Berlin. Peter Gauweiler will reden. Der Rebell packte dem Vernehmen nach am Montag in der CSU-Landesgruppe die Gelegenheit beim Schopfe, die die Fraktionsspitze den Euro-Abweichlern jetzt einräumen will: Einige der Kritiker des Rettungskurses der Regierung sollen vor den Abstimmungen am Freitag über den Fiskalpakt und den dauerhaften Euro-Rettungsschirm ESM im Bundestag zu Wort kommen dürfen. Also hob Gauweiler schon mal den Finger. Bei Union und FDP ist man hochgradig nervös, denn diese Woche wird als "historisch" eingestuft. Deshalb will man den eigenen Euro-Rebellen durch Umarmung die Luft nehmen.Freilich sind das ganz neue Sitten in der Koalition. Über Norbert Lammert (CDU) war man im September noch geschlossen hergefallen, als der Bundestagspräsident bei der Abstimmung über den erweiterten Rettungsfonds EFSF Abweichlern eigenmächtig Rederecht erteilt hatte. Jetzt heißt es, es gehe um "grundsätzliche Positionen einiger Kollegen", also sei es richtig, ihnen "in so einer wichtigen Debatte die Möglichkeit zu geben, ihre Bedenken vorzutragen", so Unions-Parlamentsgeschäftsführer Michael Grosse-Brömer (CDU). Manch einer in Berlin vermutet hinter der neuen Großzügigkeit aber etwas ganz anderes - nämlich einen Versuch, das Bundesverfassungsgericht vorab zu besänftigen.

Gauweiler sowie unter anderem die Linksfraktion hatten bereits angekündigt, dass sie separat voneinander gegen den Rettungsschirm ESM und den Fiskalpakt klagen wollen. Die Bundesregierung hatte daraufhin mitgeteilt, dass sie wie beim Fiskalpakt auch für den ESM mit Hilfe der Opposition eine Zweidrittel-Mehrheit in Bundestag und Bundesrat anstrebe. Ebenso in der Hoffnung, Karlsruhe damit die Suche nach verfassungsrechtlichen Risiken zu erschweren. Ob das gelingen wird, ist offen. In den Fraktionssitzungen wurden die Abgeordneten beider Lager darauf eingeschworen, die Bedeutung der Zweidrittel-Mehrheit nicht auf die leichte Schulter zu nehmen.

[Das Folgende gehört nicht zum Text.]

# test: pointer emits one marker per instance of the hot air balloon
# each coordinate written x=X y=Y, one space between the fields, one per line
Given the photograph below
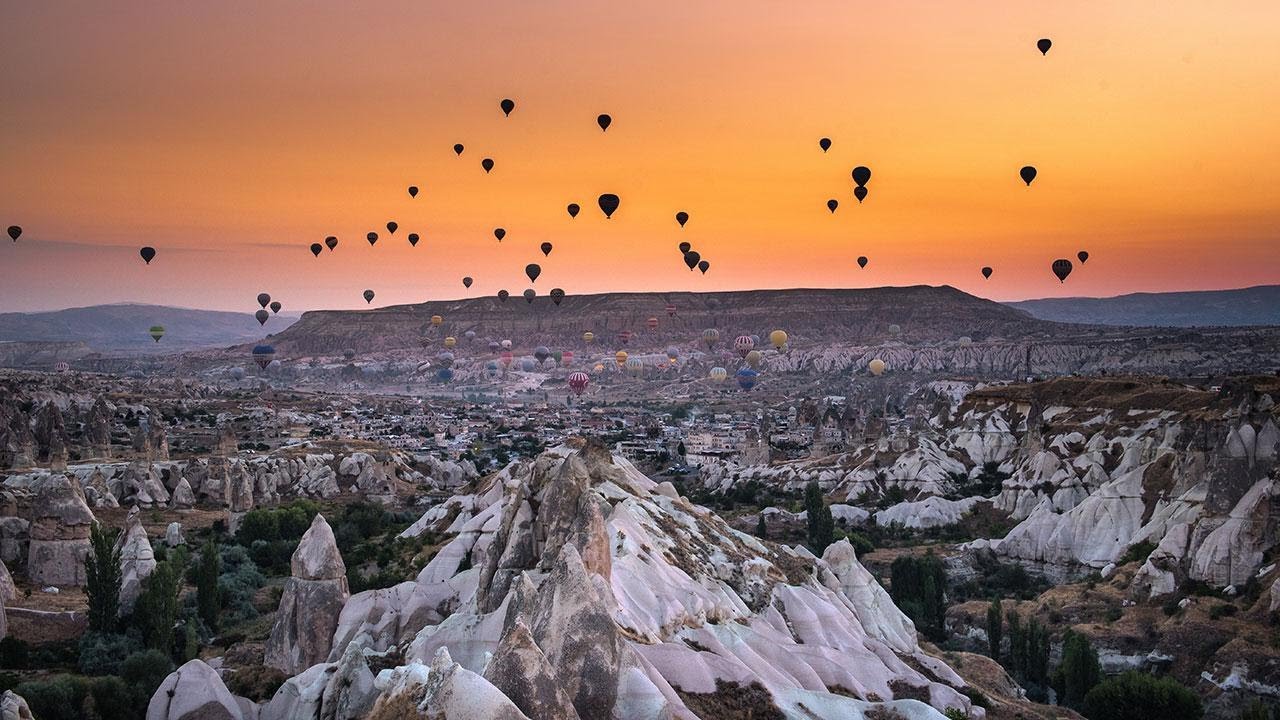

Bundeskanzlerin Angela Merkel wird denn auch gleich zwei Regierungserklärungen abgeben. Die Kanzlerin will auch das als Signal an das Verfassungsgericht verstanden wissen, dass man das Parlament wie von Karlsruhe erwartet einbindet. Die erste Erklärung ist heute, bevor sie nach Paris zu Gesprächen mit dem französischen Präsidenten François Hollande und dann zum Gipfel der EU-Staats- und Regierungschefs nach Brüssel reist. Nach ihrer Rückkehr wird die Kanzlerin dem Bundestag am Freitagnachmittag erneut berichten. Anschließend debattiert das Parlament, für 20 Uhr sind die wichtigen Voten zum Fiskalpakt und zum ESM vorgesehen. Gegen 21 Uhr tritt der Bundesrat zur Abstimmung zusammen. In Kraft treten wie ursprünglich geplant zum 1. Juli werden die Gesetzespakete aber nicht. Denn Bundespräsident Joachim Gauck will mit seiner Unterschrift warten, bis das Verfassungsgericht über die Klagen entschieden hat.

Das war es aber noch nicht in Sachen Euro: In der Sommerpause steht wohl noch eine Sondersitzung des Bundestages an, um Finanzhilfen für Spanien und eventuell für Zypern zu bewilligen. Schon jetzt ist absehbar, dass bei den Debatten im Parlament auch das Thema Volksabstimmung eine Rolle spielen wird. Die hat das Verfassungsgericht bei weiteren Integrationsschritten der EU ins Spiel gebracht.